The characters of Thorgunna and Thordis were also strong aspects of the novel for me. In the previous two instalments, women have been either disposable slaves or witches with hints of dark supernatural powers. In Thorgunna and Thordis we meet the capable, forthright, down-to-earth Norse women so familiar from the Icelandic sagas, women who are strong-minded and courageous without the need for swords or sorcery. The Amazons of the steppe are based in part on archaeological excavations of tombs of women armed as warriors in the Ukraine, southern Russia and Kazakhstan. A sort of female counterpart to the Oathsworn themselves, they are a warrior band sworn to their leader and each other, dedicated to protecting the memory of the long-dead Attila.
The plot rattles along at a dizzying pace as the Oathsworn encounter one adventure after another on their quest first to rescue Thordis and then to return to Attila’s tomb and its hoard of unimaginable riches. This instalment completes the Attila plot that was begun in The Whale Road, and resolves the plot threads that were left hanging at the end of that book. The story of Attila’s tomb seems to be at an end now (or at least, I cannot see how it could reappear), but the same is not necessarily true of the Oathsworn, who will return for at least one further adventure in Book 4, The Prow Beast.

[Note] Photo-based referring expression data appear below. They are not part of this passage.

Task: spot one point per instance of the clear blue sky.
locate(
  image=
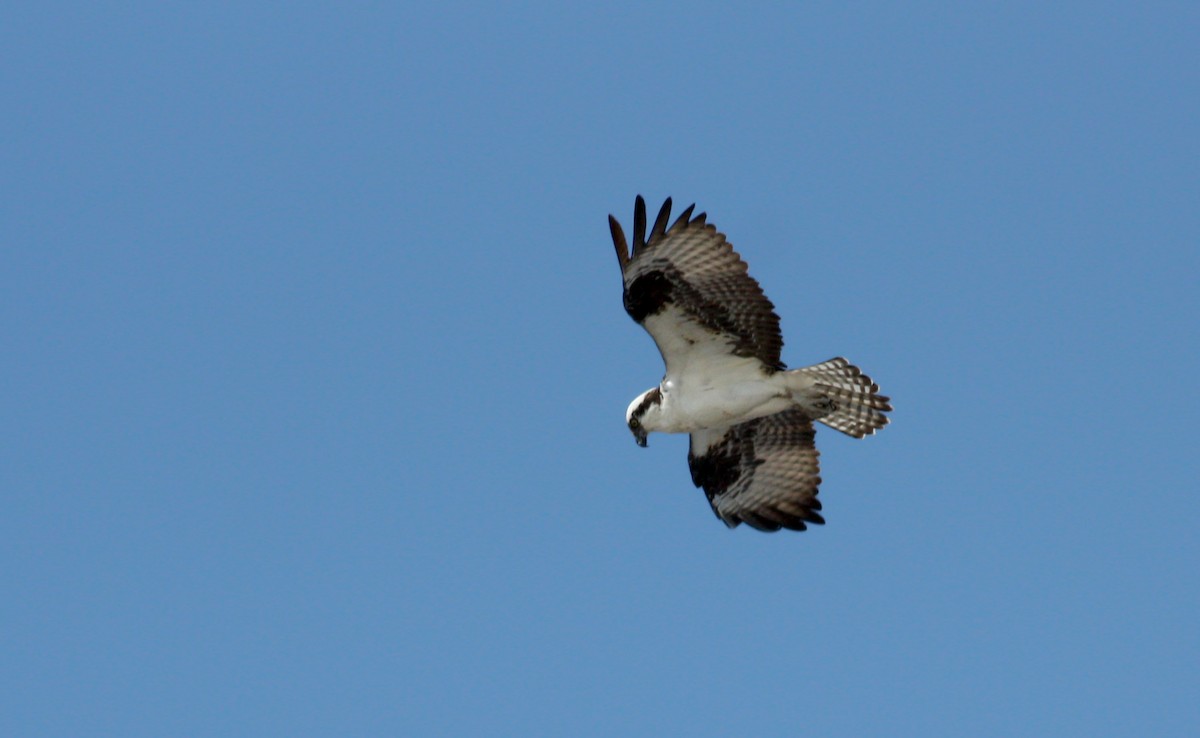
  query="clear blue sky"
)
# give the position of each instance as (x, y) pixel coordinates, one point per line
(315, 369)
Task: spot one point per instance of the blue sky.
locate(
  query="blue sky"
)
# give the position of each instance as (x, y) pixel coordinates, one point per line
(315, 369)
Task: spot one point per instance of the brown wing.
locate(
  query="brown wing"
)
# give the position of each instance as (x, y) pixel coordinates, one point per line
(762, 473)
(693, 293)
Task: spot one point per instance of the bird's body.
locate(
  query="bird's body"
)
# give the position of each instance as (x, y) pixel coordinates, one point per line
(749, 418)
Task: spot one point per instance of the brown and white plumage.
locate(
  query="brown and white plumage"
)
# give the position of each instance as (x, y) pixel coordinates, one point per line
(750, 420)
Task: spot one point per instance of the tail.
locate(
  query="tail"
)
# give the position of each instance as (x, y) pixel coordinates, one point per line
(857, 407)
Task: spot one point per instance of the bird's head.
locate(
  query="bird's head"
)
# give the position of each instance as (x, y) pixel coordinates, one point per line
(642, 413)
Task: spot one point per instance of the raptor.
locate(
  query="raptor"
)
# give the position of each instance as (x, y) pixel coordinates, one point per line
(749, 417)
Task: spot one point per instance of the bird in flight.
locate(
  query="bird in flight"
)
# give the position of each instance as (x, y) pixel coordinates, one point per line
(750, 419)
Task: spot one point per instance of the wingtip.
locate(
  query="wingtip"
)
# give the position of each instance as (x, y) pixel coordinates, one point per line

The political and military rivalries between the Rus princes (Vladimir is a major secondary character) make for a suitably dramatic backdrop as the Norse colonies up and down the great rivers are starting to form the beginnings of a state, which will be the forerunner of Russia and the origin of its name. A helpful Historical Note outlines some of the underlying history, which, as so often, is stranger than fiction (assuming one counts the Saga of Olaf Tryggvason as history), and a map at the front helps to follow the far-faring Oathsworn on their journeys.
Larger-than-life adventure saga following a band of tenth-century Norse warriors on their quest for the cursed treasure of Attila the Hun, through the biting cold of the winter steppe, battles with monsters and Amazons, and the shifting politics of the emerging Rus kingdoms.